Like her husband’s work on the Poor People’s Campaign, King saw tackling issues of poverty and unemployment as the key to composing political alliances across divisions. “We are concerned about not only the Negro poor, but the poor all over America and all over the world.” That day, and in the years that followed, she continued these efforts.

But King was not only concerned with moral values — she also wanted policy change. In 1974, she co-founded and led the Full Employment Action Council and the National Committee for Full Employment. Amid the economic turmoil of the period, these organizations argued that the federal government needed to step in and provide jobs for all unemployed people.

At the time, many policymakers estimated that it was impossible to get unemployment below 5 percent — an argument still made today. For black workers, whose unemployment rates are typically double that of white workers, that meant accepting an unemployment rate of at least 10 percent.

But civil rights activists had, for decades, experienced experts and elites telling them that their demands for dignity and justice were unattainable. So King and her colleagues cast aside these nostrums.

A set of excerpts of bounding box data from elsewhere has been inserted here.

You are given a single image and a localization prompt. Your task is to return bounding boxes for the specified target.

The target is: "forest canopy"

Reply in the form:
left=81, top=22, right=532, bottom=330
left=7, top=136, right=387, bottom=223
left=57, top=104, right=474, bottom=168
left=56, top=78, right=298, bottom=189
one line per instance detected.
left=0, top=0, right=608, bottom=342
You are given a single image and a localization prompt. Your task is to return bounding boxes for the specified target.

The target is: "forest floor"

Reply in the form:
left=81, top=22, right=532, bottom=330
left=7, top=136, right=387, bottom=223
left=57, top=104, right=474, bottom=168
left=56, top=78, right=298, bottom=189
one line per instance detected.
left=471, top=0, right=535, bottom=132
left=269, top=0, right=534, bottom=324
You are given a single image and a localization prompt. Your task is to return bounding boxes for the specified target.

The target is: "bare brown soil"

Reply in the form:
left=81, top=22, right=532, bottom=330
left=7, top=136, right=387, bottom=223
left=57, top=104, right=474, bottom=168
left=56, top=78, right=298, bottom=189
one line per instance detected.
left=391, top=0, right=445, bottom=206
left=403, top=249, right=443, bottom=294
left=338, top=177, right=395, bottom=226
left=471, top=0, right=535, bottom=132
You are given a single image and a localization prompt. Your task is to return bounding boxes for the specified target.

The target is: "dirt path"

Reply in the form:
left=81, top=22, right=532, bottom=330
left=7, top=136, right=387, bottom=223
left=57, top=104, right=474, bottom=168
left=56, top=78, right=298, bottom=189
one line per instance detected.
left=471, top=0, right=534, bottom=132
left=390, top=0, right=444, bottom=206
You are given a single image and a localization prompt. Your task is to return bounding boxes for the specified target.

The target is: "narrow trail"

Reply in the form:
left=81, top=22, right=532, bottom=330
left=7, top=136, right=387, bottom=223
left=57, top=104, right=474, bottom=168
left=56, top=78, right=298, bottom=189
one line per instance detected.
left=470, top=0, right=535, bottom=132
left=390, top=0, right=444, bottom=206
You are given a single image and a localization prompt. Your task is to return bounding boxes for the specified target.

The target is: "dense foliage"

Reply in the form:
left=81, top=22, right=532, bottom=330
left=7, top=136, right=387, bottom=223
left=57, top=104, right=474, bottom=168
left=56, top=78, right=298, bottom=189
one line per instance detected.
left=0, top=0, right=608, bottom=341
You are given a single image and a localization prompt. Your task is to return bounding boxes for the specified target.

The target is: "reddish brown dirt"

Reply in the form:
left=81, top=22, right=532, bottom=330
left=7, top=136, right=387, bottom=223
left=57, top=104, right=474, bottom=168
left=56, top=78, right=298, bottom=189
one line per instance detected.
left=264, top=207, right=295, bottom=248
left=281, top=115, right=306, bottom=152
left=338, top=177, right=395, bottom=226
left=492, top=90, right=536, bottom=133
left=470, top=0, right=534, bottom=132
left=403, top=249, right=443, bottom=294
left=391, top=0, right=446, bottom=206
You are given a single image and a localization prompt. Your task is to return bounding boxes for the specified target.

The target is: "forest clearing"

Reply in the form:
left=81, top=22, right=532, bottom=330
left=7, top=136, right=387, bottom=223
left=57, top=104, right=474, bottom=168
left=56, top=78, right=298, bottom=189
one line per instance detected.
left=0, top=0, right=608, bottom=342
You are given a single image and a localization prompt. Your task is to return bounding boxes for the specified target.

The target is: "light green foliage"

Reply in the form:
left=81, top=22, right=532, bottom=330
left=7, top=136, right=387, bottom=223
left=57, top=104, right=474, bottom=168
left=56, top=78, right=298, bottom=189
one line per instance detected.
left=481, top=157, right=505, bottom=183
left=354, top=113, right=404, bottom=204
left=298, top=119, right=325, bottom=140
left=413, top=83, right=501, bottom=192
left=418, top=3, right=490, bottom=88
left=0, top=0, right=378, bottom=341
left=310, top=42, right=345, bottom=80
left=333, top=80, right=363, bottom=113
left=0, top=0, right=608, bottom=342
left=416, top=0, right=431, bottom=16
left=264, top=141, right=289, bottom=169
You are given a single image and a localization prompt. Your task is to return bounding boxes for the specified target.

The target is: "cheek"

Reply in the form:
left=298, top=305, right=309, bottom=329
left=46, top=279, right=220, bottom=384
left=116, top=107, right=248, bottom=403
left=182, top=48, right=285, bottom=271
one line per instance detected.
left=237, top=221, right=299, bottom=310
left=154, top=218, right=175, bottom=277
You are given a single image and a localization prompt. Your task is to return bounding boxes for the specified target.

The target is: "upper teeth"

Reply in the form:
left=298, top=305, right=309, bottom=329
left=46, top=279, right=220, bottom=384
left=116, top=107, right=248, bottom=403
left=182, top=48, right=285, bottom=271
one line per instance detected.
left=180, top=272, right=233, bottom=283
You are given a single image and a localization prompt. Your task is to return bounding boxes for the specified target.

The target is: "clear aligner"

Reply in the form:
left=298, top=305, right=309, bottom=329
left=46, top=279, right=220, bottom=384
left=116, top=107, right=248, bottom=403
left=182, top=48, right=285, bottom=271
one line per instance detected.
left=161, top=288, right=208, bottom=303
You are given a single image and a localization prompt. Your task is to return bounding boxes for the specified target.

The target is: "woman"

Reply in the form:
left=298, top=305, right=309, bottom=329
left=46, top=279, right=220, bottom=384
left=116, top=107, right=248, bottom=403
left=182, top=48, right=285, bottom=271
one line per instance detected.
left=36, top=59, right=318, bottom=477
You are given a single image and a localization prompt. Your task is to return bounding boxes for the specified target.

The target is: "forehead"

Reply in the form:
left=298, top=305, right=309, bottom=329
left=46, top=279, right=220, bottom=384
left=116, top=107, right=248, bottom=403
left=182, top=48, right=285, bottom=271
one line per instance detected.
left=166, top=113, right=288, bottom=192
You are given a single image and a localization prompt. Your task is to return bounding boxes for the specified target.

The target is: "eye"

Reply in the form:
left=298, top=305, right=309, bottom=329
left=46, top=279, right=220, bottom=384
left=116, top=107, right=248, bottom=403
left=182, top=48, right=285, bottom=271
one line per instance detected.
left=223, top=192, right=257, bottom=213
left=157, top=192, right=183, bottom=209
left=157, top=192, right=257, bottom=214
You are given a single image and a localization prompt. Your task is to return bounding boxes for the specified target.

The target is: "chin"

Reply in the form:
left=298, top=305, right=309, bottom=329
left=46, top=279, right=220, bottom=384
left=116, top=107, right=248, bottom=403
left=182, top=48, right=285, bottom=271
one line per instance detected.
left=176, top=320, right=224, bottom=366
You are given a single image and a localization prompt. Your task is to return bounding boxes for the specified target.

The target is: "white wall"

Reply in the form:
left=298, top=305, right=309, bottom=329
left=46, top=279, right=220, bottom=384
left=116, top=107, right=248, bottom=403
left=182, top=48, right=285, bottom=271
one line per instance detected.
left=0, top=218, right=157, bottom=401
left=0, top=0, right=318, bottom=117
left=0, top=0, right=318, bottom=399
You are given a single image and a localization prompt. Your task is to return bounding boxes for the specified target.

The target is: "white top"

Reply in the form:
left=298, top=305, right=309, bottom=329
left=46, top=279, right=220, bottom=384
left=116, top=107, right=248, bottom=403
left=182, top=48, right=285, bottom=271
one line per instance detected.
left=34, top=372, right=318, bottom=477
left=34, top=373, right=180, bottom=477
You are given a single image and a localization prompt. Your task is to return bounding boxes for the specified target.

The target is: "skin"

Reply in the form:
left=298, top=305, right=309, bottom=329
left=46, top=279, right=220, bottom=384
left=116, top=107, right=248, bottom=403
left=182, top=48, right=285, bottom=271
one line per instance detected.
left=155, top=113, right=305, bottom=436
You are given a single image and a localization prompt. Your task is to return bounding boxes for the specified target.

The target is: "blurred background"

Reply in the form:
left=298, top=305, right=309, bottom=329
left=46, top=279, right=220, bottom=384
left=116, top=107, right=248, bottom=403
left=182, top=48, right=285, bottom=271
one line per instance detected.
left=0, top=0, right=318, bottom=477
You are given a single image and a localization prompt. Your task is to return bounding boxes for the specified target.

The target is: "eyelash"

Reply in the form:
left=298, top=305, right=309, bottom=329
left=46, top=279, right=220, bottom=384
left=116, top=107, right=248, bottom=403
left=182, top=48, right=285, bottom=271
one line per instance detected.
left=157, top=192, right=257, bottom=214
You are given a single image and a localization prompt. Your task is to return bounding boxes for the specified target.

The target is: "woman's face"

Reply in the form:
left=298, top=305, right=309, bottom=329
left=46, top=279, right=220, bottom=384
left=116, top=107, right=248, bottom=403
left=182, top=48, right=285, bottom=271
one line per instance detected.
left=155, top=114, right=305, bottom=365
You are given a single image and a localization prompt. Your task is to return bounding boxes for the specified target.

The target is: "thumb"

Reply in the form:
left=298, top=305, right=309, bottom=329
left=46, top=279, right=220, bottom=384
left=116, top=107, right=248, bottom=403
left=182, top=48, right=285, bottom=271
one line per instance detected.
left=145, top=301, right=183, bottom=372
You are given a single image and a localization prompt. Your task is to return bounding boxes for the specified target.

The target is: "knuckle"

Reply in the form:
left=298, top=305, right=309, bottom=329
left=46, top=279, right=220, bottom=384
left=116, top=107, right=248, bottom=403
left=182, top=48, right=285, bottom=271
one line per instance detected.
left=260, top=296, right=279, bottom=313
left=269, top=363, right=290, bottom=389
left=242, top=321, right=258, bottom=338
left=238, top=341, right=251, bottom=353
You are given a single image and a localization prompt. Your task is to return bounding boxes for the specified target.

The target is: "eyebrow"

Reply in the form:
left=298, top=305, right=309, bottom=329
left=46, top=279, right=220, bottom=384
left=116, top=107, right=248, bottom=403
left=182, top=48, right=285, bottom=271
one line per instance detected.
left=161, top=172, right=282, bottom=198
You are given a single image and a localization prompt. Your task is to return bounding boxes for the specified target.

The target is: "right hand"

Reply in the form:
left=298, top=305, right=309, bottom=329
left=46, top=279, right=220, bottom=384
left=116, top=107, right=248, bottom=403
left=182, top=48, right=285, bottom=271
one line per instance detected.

As she told members of the House of Representatives in 1975, on the seventh anniversary of her husband’s assassination: “While I am no economist, I have no hesitation about asserting that this profoundly pessimistic notion — that full employment is impossible — need not, and in fact, must not, be accepted. For if, as the saying goes, war is too important to leave to the generals, then it is equally true that social and economic justice in America is far too important to be left to the economists.” Her organizations became the grass-roots force behind the campaign for legislation to ensure jobs for everyone who needed one — at good wages and where people were located.

The coalition organized countless protests over the following years in support of what would become the Humphrey-Hawkins Full Employment Act of 1978. To celebrate what would have been her husband’s 47th birthday in 1976, King led 10,000 protesters to the Atlanta Federal Reserve building where she announced, “We have a right to a job.”

The Humphrey-Hawkins Act had its most far-reaching promise sapped on the road from bill to law. Yet it has still become most well known for affirming and institutionalizing the Fed’s employment mandate by requiring biannual testimony before Congress. But other provisions of the law remain unfulfilled, like one that called for reductions in the disparities between unemployment rates for people of color — those most discriminated against in the labor market — and white Americans. For King, the achievement of the law was not an endpoint but a necessary step on a journey that continues today.

King’s vision for what type of work people could do is prescient in our current moment, as well. She did not envision these jobs as simply make-work programs but, rather, those that would fulfill social needs. “The jobless men in our cities are idle resources which could easily be put to work on needed, valuable projects, enhancing the quality of all our lives through jobs providing better health care, environmental improvement and the development of new and better systems of transit and housing for urban America.”

After falling out of favor in the 1980s, activists and politicians such as Sen. Kirsten Gillibrand, have now returned to the concept of guaranteed jobs, embracing full-employment proposals that groups like the Coalition of Black Trade Unionists and economists such as Darrick Hamilton, William Darity Jr. and Stephanie Kelton have promoted for years.

As King believed, few things could do more to honor her late husband than fulfilling his life’s mission to abolish want and suffering. Fifty years after his death, it is past time to ensure that the economic violence of unemployment and wagelessness is eradicated. As she said in her speech at Memphis City Hall: “Our great nation, as he often said, has the resources, but his question was: Do we have the will?”